Das ist meistens eine ziemliche Katastrophe. Das sieht man jetzt auch am Kunsthaus Lempertz, das große Schwierigkeiten durch diese vermeintliche Sammlung Jägers und durch die Bilder, die sie in Umlauf gebracht haben, bekommen hat. In den Museen verschwinden die Bilder dann häufig in Depots oder man spricht nicht weiter darüber. Eine große Ausnahme war jetzt in London. Letzten Sommer hat die National Gallery eine Ausstellung gemacht, wo sie ihre eigenen Fehler einfach mal dokumentiert hat. Bilder, die sie als echte Renaissance-Bilder gekauft hat und die sich dann später als Fälschung herausgestellt haben. Die National Gallery hat auch dargelegt, wie sie es geschafft haben, diese Fälschungen heraus zu finden. Dabei wurde klar, dass immer eine Zusammenarbeit zwischen Restauratoren, Naturwissenschaftlern und Kunsthistorikern von Nöten ist.

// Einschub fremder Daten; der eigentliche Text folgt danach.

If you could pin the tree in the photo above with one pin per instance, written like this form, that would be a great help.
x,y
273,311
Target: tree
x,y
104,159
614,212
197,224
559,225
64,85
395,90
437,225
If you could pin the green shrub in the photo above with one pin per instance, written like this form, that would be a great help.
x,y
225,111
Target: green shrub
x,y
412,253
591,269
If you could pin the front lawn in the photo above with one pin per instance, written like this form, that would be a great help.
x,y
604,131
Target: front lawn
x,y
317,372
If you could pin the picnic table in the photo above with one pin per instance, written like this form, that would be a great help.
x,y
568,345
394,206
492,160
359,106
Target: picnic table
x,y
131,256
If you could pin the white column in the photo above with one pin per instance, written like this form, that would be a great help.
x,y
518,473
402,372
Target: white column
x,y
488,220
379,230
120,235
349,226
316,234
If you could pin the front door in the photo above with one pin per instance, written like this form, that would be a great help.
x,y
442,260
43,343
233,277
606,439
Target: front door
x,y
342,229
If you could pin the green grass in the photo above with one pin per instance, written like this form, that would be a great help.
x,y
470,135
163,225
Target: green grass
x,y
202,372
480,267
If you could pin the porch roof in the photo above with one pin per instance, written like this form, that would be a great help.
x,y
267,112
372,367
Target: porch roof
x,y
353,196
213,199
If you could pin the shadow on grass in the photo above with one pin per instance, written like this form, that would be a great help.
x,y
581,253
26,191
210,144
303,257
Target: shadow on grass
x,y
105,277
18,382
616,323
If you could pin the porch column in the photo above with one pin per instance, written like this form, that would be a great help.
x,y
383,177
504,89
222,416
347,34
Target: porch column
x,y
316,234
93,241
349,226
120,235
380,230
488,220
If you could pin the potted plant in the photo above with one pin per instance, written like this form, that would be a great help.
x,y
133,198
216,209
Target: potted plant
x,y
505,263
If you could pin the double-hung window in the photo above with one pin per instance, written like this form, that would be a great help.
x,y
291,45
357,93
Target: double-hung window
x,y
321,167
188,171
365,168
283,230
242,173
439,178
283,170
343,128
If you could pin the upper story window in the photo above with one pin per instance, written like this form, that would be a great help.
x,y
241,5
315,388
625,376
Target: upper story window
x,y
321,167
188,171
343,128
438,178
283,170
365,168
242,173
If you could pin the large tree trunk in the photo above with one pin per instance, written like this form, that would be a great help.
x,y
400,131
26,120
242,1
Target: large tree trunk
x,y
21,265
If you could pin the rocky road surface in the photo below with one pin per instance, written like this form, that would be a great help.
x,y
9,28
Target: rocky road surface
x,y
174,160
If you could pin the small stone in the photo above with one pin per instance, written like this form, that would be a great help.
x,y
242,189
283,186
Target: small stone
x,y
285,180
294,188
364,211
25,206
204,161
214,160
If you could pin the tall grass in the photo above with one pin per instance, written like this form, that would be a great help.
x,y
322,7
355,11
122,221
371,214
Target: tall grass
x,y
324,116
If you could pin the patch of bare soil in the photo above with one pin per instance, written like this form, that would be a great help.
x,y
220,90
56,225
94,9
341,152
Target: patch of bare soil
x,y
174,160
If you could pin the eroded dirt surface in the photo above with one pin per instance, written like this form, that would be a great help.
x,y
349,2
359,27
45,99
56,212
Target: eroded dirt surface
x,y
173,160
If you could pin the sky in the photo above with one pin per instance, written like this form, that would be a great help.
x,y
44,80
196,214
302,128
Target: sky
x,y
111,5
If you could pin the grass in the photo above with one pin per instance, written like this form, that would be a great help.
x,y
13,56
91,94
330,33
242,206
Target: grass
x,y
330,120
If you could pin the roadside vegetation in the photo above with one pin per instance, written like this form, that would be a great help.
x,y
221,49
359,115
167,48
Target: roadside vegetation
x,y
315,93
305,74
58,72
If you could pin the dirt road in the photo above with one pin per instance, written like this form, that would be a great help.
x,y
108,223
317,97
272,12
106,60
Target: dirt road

Kann man sagen, dass manche Museen daran auch nicht ganz unschuldig sind, wenn Fälschungen ausgestellt werden? Sind sie unter Umständen sogar daran beteiligt?

Das ist natürlich ein schwieriges Feld, so etwas zu beweisen. Aber in der Vergangenheit gab es das Beispiel von Wilhelm Bode, dem ganz großen Berliner Museumsmann. Er hat eine Wachsbüste gekauft, die angeblich von Leonardo stammte. Und obwohl es sehr schnell berechtigte Zweifel gab, hat er sich davon nicht abbringen lassen, dass es sich dabei um einen Leonardo handeln sollte. Das war eine Geschichte, die die Zeitungen über Monate hinweg gefüllt hat und trotzdem hat er darauf bestanden. Ansonsten werden die Bilder natürlich mit Begeisterung ausgestellt und wenn jemand Zweifel anmeldet, wird das nicht weiter beachtet.

Welche Künstler werden besonders gern gefälscht? Gibt es auch Umstände - vielleicht in der Arbeit des Künstlers -, die das Fälschen auch erleichtern?

Es gibt natürlich die Beispiele von Dali, der die leeren Blätter signiert hat. Das war dann natürlich ganz besonders hervorragend zu fälschen. Picasso wurde und wird viel gefälscht, weil er so unendlich viel gemalt und gezeichnet hat. Da ist dann auch der Überblick etwas verloren gegangen. Ein Gegenbeispiel ist Paul Klee, der so minuziös jedes seiner Bilder und Zeichnungen in einem Werkkatalog selber verzeichnet hat. Es genügt ein Blick in diesen Katalog, um festzustellen, dass es sich um eine Fälschung handelt.

Wer sind diese Fälscher, die Künstler von Weltrang so kopieren können, dass das Ergebnis oft vom Original kaum mehr zu unterscheiden ist ?

Meistens ist das Können gar nicht so groß, denn eine Generation später werden die Fälschungen oft als solche erkannt. Nur in dem Moment, wo sie entstehen, sind die Zeitgenossen merkwürdigerweise blind dafür. Ein gutes Beispiel ist ein Akademieprofessor in Siena mit Namen Umberto Giunti gewesen. Er hat eine Botticelli - Madonna gemalt. Das Bild wurde dann nach England verkauft. Es befindet sich bis heute im Courtauld Institute, einem wirklich renommierten wissenschaftlichen Institut. Diese Fälschung ist dann dreißig Jahre später ganz klar und sicher entdeckt worden. Man wusste nur nicht, wer sie gefälscht hat. Wenn man sich heute den originalen Botticelli anguckt und dazu diese Madonna, sieht man, was für leere Augen sie hat, wie unfähig eigentlich dieser Mann im Vergleich zu Botticelli war. Aber die Zeitgenossen damals haben das nicht erkannt.